Eu expliquei que não era do Rio. Era de Porto Alegre e ainda não tinha ainda escolhido uma escola.
E então, ele lembrou: "Terra do Mario Quintana!" e começou a falar emocionado dele.... E aí, eu tive que concordar que aqui nesse país muita coisa é roubada mesmo... Lembramos juntos como é que um poeta como Quintana foi humilhado nunca sendo escolhido para a Academia Brasileira de Letras que tem entre seus membros José Sarney.... e tinha o Roberto Marinho!!!!!
Pois é, pensam que o povo é bobo, mas a cafajestagem às vezes é tão explícita que cria essa desconfiança constante das instituições a ponto de as pessoas desacreditarem dos resultados., não importam quais e de que tipo, o que contamina a vida social com uma espécie de cinismo político. Os cariocas em geral não são nada despolitizados. Tornaram-se cínicos. A revolta sem canal apropriado de expressão desemboca no cinismo e no salve-se quem puder. O troco, o povo dá no carnaval e na sua inversão simbólica, no deboche constante, na gozação.... Mas, no fundo, o que há é sempre uma espécie de frustração, de nos terem tirado o que era justo, sem termos por onde tirara a limpo essa sacanagem de uma vez por todas.
De qualquer modo, a Beija-Flor ganhou..... não sei se por merecimento mesmo...Mas o gosto de que não foi justo ficou na boca das pessoas.
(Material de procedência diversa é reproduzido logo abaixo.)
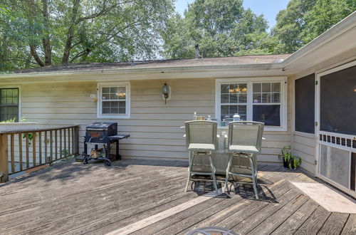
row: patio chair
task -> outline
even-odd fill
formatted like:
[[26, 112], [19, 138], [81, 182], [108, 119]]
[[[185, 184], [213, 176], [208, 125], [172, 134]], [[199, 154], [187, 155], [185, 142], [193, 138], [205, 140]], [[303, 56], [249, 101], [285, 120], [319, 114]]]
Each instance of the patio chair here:
[[[225, 178], [225, 192], [229, 191], [230, 176], [240, 176], [251, 178], [255, 196], [258, 199], [257, 193], [257, 155], [261, 153], [262, 135], [264, 123], [258, 122], [238, 121], [229, 125], [229, 162]], [[247, 159], [247, 166], [239, 164], [241, 157]], [[238, 164], [233, 165], [233, 160], [237, 158]], [[249, 166], [248, 166], [249, 164]], [[242, 167], [248, 173], [234, 172], [234, 168]], [[251, 174], [249, 174], [251, 172]]]
[[[218, 193], [216, 178], [215, 177], [215, 167], [211, 160], [212, 152], [217, 147], [216, 136], [217, 122], [212, 121], [188, 121], [185, 122], [185, 137], [187, 148], [189, 151], [189, 166], [188, 167], [188, 180], [185, 192], [192, 174], [211, 175], [213, 178], [214, 187]], [[197, 156], [207, 157], [209, 164], [194, 162]], [[194, 168], [201, 167], [200, 170]], [[208, 167], [210, 170], [204, 170], [204, 167]]]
Pelo menos, a Império Serrano, a única escola que eu desfilei até hoje, quando eles homenagearam os sem-terra do MST em 96, foi campeã do grupo de acesso e agora volta a desfilar no grupo especial. Talvez, no fundo, sempre vá torcer mesmo para ela porque quem propicia essa maravilhosa e fugaz emoção de desfilar na avenida vai sempre ter lugar cativo na minha torcida.